"I'll love you forever, I'll like you for always. As long as I'm living, my baby you'll be."
Senior 2013. I've seen that phrase many, many times over the past couple of months and every time it catches my breath. I feel like it reaches up off the page and grabs my heart with an unforgiving grip. My baby...my sweet little girl is graduating in 8 short months. I've been told to "hang on tight" because the senior year is wild and crazy. So far, it is certainly living up to its reputation. As though the reality of the first week of her senior year was not enough, we had to go ahead and order her cap and gown...the very first days of school. I breathe in with a slight twinge of anxiety on that one.
Tomorrow, I will be forced to dive even further into the reality of how little time I have with her. For tomorrow, we take senior pictures. I want so much to enjoy these times with her. How does a mother separate her sorrow from her joy? I look forward to seeing her have fun posing for my good friend Donna Evans. Donna is so good and will have her laughing in no time. Tori has such a great sense of style and knows exactly what she wants. Helping her choose her outfits has been fun. (Except for last night when she started having last minute wardrobe anxiety.) But honestly, she would make a potato sack look good! (I suppose I'm a little bias.) I just know the pictures are going to be wonderful. As I stand to the side and watch my daughter blossom in front of the camera, I'm sure reflections of the past and dreams of the future will be running through my mind.
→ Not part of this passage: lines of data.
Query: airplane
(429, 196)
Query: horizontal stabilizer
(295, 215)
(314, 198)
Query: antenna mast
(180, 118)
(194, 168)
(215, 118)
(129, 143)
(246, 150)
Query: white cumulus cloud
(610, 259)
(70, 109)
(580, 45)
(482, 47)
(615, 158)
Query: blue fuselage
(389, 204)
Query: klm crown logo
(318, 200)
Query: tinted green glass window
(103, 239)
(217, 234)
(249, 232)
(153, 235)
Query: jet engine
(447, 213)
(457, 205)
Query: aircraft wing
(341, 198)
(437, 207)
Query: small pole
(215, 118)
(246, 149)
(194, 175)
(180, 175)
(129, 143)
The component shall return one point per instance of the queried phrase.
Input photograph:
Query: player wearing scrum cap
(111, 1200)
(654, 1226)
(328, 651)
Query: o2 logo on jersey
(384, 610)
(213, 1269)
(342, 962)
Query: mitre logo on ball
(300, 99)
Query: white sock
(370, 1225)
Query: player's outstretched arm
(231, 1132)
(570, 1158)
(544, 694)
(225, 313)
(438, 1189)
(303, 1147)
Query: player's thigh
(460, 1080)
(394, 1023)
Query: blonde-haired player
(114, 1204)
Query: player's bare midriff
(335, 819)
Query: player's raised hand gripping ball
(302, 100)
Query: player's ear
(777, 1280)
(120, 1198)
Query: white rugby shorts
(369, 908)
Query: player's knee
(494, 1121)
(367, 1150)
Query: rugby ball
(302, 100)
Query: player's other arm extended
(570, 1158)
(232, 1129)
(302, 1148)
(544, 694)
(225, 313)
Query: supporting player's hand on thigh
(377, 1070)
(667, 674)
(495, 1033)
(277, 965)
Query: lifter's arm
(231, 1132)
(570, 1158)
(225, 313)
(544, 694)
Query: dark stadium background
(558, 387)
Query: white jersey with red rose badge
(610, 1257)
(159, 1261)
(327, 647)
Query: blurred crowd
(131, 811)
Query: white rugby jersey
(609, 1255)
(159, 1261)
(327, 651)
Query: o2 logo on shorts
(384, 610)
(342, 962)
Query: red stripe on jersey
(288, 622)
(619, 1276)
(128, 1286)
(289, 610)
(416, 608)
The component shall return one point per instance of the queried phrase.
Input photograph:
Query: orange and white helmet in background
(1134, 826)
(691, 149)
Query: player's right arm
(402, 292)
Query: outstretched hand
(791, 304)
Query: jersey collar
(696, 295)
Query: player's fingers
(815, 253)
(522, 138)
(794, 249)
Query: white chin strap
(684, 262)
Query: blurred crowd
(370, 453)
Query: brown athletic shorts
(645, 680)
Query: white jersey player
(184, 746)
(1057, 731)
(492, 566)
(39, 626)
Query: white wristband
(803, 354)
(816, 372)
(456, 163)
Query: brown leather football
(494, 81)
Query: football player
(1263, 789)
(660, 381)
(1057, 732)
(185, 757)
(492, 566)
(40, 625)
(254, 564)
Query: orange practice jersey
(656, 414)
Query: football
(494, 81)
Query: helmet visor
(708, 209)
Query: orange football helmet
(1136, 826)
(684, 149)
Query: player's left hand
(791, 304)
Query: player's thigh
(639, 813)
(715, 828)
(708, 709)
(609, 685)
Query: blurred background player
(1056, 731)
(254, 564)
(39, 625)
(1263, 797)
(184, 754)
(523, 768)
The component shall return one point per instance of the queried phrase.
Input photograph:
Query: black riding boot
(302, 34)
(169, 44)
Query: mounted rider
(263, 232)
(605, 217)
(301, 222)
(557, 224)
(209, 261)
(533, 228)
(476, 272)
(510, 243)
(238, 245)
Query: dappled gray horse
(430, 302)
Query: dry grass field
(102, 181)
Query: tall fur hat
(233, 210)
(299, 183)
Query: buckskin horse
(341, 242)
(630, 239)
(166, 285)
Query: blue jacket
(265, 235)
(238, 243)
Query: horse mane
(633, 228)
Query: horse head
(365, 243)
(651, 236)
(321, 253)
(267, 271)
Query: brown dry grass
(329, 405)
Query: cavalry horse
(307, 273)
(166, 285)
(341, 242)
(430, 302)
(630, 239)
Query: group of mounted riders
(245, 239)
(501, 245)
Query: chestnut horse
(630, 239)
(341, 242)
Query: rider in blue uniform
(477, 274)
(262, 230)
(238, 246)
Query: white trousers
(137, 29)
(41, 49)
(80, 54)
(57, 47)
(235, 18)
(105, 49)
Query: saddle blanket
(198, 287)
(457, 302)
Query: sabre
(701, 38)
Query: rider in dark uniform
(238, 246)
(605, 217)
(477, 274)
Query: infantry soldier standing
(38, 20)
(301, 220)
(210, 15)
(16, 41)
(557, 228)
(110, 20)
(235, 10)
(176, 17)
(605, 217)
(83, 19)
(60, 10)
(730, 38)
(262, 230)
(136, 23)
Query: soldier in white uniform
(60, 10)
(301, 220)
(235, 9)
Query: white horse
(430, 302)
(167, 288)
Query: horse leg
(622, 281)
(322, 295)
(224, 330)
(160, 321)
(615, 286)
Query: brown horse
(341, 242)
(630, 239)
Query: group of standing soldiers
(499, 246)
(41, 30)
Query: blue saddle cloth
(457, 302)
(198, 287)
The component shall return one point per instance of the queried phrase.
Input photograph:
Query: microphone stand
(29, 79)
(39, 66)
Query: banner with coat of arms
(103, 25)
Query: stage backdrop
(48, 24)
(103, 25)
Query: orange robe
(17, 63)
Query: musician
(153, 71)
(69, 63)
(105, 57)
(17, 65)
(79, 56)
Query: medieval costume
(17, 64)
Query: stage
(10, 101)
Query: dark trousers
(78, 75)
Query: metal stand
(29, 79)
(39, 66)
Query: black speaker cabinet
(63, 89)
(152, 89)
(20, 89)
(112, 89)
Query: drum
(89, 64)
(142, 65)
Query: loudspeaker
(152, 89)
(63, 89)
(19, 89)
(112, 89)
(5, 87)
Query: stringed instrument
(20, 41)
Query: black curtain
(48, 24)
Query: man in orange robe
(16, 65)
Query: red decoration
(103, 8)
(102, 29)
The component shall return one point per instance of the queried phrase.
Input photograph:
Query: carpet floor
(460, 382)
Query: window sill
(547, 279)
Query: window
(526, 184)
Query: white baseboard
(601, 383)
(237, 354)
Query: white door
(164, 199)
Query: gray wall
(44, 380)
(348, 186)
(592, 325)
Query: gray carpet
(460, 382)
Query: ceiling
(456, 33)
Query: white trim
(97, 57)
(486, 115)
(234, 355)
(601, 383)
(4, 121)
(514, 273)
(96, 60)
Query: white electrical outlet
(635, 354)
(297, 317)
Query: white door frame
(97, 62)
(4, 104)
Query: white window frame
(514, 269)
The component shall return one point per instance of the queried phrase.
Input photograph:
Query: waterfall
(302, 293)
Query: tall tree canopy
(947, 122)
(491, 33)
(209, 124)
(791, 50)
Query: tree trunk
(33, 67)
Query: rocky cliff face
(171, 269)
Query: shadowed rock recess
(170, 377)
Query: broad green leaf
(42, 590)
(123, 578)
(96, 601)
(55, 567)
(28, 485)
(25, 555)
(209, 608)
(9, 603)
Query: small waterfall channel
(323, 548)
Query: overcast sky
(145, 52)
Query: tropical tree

She has a promising future ahead of her. She has set her eyes on a college that we are very happy about. (Now we're believing God will provide a way.) She has a great head on her shoulders, as they say. She is a
girl young woman that lives her life for the Lord. She is a growing leader. She loves with her whole heart and is loyal to the end. She is everything we could ever dream of...and we can take very little credit for it all. We stand in wonder at who she has become. The future for her is truly exciting. I can only imagine how she is going to change the world around her. She's special. No really, she. is. special. I can't help but believe that the Lord has a big plan for her life. I know. I'm her momma. Of course I think those things. But if you know her, you believe it too.
Fear. That is what Rich and I battle. Fear that she will meet a boy, fall in love and then move far away. (Far = anything further than our backyard) Fear that she will get herself into a situation and not know what to do. Fear that she will carry on with her life and forget about us. Fear that we won't play an intimate part of her life anymore. Fear that she will go to Wal-Mart without us, in the middle of the night. Fear for the first time she is sick and I can't get to her to help take care of her. (Thank God for our close friends the Kennedys that will take really good care of her.) You want them to grow and become rock-awesome adults, but a part of you wants to hang on...forever. But that's not healthy and we know it.
Trust. That has to be the new word of the day. Trust that the Lord will condition our hearts and minds as He takes her hand and walks her through life. He's always been in control...we just forget it sometimes. Trust that we have raised her to make wise decisions. Trust that she will be safe. Trust that she will call home. Trust that she will want to come home for weekend visits. Trust that she will continue to be upfront and honest with us. Trust that she will continue to open up to us and have those deep, intimate conversations with us. Trust that our relationship is going to strengthen, not weaken.
I know these things can be done. I've seen mother after mother do it. I've seen some do it better than others. I want to be one that does it well. I need His wisdom and comfort as we travel into new waters with our "Senior 2013".
Lord God, may they be a graduating class that turns the world upside down for You. May Your glory and anointing be peculiarly strong upon them. May their hearts be made of good soil. May Your Word forever be rooted deep into their hearts. Protect them all Lord. Us mommas and daddies are scared spitless. Comfort us so that we do not all try to move into the dorm room across the hallway from them. Thank you Father that You knew this day would come and nothing in the future will be a surprise to You. Hold her hand and guide her with one hand, and hold ours in the other. We all need everything You've got as we transition into a new way of life. May we learn to look forward to upcoming celebrations. May the remaining days at home be filled with love and laughter. Amen.